Is there a way to make Autograd.grad behave element-wise?

I want to compute the gradient of a network with respect to its inputs. The network takes a 1-feature size-N batch of shape (N,1) and returns an output of the same shape.

If I pass in a (1,1) input inp, I can do it like this:

out = net(inp)
dNetdInp = torch.autograd.grad(out, inp, create_graph=True)[0]

But what if my input is (N,1)? If I try the same thing, I get a RuntimeError: grad can be implicitly created only for scalar outputs. What I want is a (N,1) tensor of the gradients, with the ith element in the tensor corresponding to the gradient of the net with respect to the ith input. How might I do this elegantly?

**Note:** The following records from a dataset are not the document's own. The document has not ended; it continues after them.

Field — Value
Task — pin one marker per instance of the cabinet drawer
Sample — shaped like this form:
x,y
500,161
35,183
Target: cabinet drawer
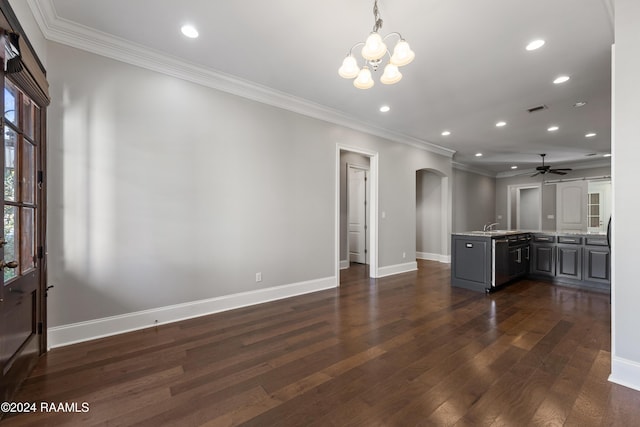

The error happens because out has ore than one element.
If you have a scalar loss and want the gradient wrt that, you can just compute it and call autograd.grad() on that.
If you want the gradient of the ith input wrt to the ith output. Then there are two cases:

  • If your net compute the value for each input element independently (no batchnorm or layer norm), then you can simply call autograd.grad() with out.sum() or grad_outputs=torch.ones_like(out).
  • If not, then you will have to do one backward for each element in your Tensor to make sure you can separate the gradient coming from each output element.

Thanks for the reply!

I want to apply a loss function to the gradients: in particular, I want to penalize negative gradients with respect to any input. If I got the (N,1) tensor dNetdInp, then I could simply take nn.ReLU(-dNetdInp) and then sum the result.

Is there a way to adapt your solution for this kind of use case? (Applying relu to the sum wouldn’t give me the right loss.)

Could grad_outputs=torch.ones_like(out) work for this?